Project Details
Projekt Print View

Harnessing the potato-microbiome interactions for development of sustainable breeding and production strategies

Subject Area Plant Breeding and Plant Pathology
Term from 2019 to 2023
Project identifier Deutsche Forschungsgemeinschaft (DFG) - Project number 420528765
 
Final Report Year 2023

Final Report Abstract

Current conventional agriculture relies heavily on high nutrient inputs that will be taken up directly by the plants as well as massive use of pesticides. In these systems, plants are considered as sole players, disregarding plant traits that can improve the recruitment of beneficial soil microbes for nutrient mobilization and plant protection. As a consequence, conventional practices have resulted in low nutrient use efficiencies, groundwater pollution and increased soil erosion to non-sustainable levels. High loads of synthetic and organic fertilizers as well as synthetic pesticides have made many beneficial soil biota, especially microbes, redundant. Their multifunctional ecosystem services have been replaced with single-purpose synthetic additives designed to support and protect plants directly, and their interactions with the plant have been neglected in breeding strategies.
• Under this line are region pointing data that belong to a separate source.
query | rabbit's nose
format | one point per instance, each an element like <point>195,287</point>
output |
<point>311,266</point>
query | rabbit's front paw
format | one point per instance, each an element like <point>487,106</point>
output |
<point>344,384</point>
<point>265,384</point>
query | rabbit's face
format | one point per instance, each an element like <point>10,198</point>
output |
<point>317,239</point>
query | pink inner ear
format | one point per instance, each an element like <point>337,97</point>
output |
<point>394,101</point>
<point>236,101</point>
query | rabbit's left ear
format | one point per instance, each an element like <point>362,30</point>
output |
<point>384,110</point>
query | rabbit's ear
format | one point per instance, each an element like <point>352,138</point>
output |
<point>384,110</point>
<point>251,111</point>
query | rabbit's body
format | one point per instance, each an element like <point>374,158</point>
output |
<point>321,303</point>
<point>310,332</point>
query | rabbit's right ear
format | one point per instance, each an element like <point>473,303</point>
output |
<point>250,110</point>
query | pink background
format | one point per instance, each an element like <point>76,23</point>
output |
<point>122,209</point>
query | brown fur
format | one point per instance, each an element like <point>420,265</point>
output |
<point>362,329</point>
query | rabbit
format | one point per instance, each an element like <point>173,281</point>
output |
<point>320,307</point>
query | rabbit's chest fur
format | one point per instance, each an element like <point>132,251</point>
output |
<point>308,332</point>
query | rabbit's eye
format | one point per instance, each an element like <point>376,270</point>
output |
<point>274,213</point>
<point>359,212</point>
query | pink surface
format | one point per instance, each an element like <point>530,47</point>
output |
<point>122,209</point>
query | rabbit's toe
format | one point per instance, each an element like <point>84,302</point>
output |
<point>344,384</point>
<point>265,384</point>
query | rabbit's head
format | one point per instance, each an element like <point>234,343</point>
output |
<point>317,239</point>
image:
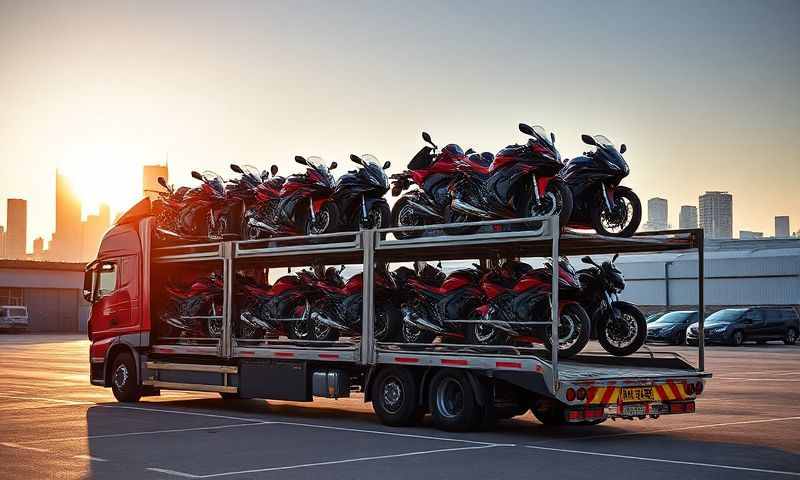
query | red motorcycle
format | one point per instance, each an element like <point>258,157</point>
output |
<point>195,311</point>
<point>283,308</point>
<point>431,172</point>
<point>340,311</point>
<point>514,314</point>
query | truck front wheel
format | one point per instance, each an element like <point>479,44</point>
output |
<point>124,381</point>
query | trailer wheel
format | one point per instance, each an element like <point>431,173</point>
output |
<point>394,397</point>
<point>452,402</point>
<point>124,382</point>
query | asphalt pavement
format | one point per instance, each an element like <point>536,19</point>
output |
<point>54,424</point>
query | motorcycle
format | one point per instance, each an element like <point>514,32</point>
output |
<point>521,182</point>
<point>339,312</point>
<point>432,173</point>
<point>198,214</point>
<point>436,302</point>
<point>521,313</point>
<point>619,326</point>
<point>358,196</point>
<point>259,216</point>
<point>195,311</point>
<point>284,308</point>
<point>599,202</point>
<point>305,207</point>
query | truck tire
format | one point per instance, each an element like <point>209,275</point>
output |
<point>452,402</point>
<point>124,381</point>
<point>394,397</point>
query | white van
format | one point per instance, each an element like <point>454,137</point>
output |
<point>14,318</point>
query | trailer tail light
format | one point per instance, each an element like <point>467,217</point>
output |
<point>681,407</point>
<point>581,394</point>
<point>570,394</point>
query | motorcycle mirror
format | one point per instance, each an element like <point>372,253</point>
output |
<point>526,129</point>
<point>426,136</point>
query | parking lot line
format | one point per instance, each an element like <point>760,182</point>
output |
<point>150,432</point>
<point>318,464</point>
<point>23,447</point>
<point>664,460</point>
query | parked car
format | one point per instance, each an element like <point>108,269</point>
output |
<point>671,327</point>
<point>733,326</point>
<point>655,316</point>
<point>14,318</point>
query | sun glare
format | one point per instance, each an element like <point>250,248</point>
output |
<point>100,175</point>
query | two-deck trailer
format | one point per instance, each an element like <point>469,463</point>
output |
<point>461,386</point>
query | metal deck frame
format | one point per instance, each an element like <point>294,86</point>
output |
<point>509,239</point>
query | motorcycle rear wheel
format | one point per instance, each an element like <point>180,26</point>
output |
<point>625,336</point>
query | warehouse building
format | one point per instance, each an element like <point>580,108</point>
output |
<point>737,273</point>
<point>50,290</point>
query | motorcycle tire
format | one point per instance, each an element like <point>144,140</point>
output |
<point>635,319</point>
<point>572,316</point>
<point>557,191</point>
<point>451,216</point>
<point>481,334</point>
<point>399,212</point>
<point>635,218</point>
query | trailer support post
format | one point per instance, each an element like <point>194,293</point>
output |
<point>555,231</point>
<point>368,356</point>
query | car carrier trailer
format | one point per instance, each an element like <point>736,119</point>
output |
<point>461,386</point>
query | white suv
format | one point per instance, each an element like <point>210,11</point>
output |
<point>13,318</point>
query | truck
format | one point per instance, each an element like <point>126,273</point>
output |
<point>461,386</point>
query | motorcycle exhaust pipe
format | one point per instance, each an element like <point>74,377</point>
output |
<point>411,318</point>
<point>467,209</point>
<point>325,320</point>
<point>426,210</point>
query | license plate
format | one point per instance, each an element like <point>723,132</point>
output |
<point>633,410</point>
<point>637,394</point>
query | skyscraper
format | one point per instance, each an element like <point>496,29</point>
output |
<point>150,174</point>
<point>657,214</point>
<point>782,229</point>
<point>17,235</point>
<point>716,214</point>
<point>688,217</point>
<point>68,237</point>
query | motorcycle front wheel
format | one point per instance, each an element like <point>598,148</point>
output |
<point>573,331</point>
<point>624,335</point>
<point>404,215</point>
<point>624,217</point>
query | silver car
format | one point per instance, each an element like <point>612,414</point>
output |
<point>14,318</point>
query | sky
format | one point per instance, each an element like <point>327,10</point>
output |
<point>706,95</point>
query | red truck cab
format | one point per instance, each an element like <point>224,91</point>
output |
<point>116,284</point>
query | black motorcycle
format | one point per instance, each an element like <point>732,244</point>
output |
<point>619,326</point>
<point>599,202</point>
<point>359,196</point>
<point>521,182</point>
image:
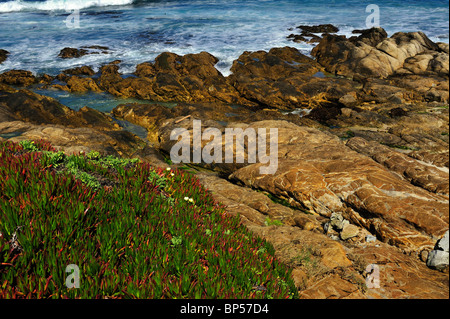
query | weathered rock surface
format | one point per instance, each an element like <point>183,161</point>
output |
<point>286,79</point>
<point>371,59</point>
<point>71,53</point>
<point>3,55</point>
<point>438,258</point>
<point>311,33</point>
<point>188,78</point>
<point>318,171</point>
<point>26,115</point>
<point>431,178</point>
<point>17,77</point>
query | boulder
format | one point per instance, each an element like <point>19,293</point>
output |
<point>426,176</point>
<point>439,258</point>
<point>3,55</point>
<point>327,177</point>
<point>321,28</point>
<point>70,53</point>
<point>284,78</point>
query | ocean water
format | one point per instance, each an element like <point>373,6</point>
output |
<point>137,31</point>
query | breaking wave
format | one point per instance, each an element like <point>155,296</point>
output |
<point>55,5</point>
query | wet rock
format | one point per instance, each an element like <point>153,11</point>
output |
<point>3,55</point>
<point>367,56</point>
<point>349,100</point>
<point>17,78</point>
<point>428,177</point>
<point>321,28</point>
<point>24,105</point>
<point>349,231</point>
<point>284,78</point>
<point>82,70</point>
<point>371,36</point>
<point>325,176</point>
<point>70,53</point>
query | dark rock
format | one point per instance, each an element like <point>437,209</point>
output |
<point>322,28</point>
<point>371,36</point>
<point>82,70</point>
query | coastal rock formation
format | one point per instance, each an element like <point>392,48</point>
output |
<point>26,115</point>
<point>318,172</point>
<point>438,257</point>
<point>429,177</point>
<point>71,53</point>
<point>286,79</point>
<point>309,33</point>
<point>18,78</point>
<point>348,57</point>
<point>3,55</point>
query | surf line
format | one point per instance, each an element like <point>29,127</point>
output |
<point>211,152</point>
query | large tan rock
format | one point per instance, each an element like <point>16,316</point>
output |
<point>341,56</point>
<point>429,177</point>
<point>318,171</point>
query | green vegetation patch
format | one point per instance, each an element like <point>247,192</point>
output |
<point>133,230</point>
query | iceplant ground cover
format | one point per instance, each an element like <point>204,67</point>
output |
<point>133,231</point>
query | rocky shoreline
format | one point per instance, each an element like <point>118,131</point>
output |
<point>363,174</point>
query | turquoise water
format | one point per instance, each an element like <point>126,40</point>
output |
<point>34,32</point>
<point>137,31</point>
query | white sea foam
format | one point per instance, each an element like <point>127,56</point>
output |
<point>55,5</point>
PotatoMETAbiome aimed at identifying potato genotypes that interact effectively with the soil microbiome, thus generating cultivars that have reduced dependencies on external inputs (synthetic fertilizers and pesticides)while maintaining high yield, under non-stress as well as biotic (pathogen pressure) and abiotic stress conditions. Potato varieties were selected for microbiome-interactive traits (MIT) and analysed for both plant and microbiome genomics, thus identifying the mechanisms controlling the positive effect of the microbiome and genetic markers associated with MIT for use in future potato breeding strategies. Moreover, we evaluated how the use of biologicals can boost nutrient uptake, as well as resilience to biotic (disease) and abiotic stress (drought). The main tasks of the project part of Helmholtz Munich were dedicated to: Plant and Microbiome characterization; Identification of potato root associated microbes that improve tolerance towards drought stress; Identify the mechanisms through which the microbiome influences biotic and abiotic stress resistance.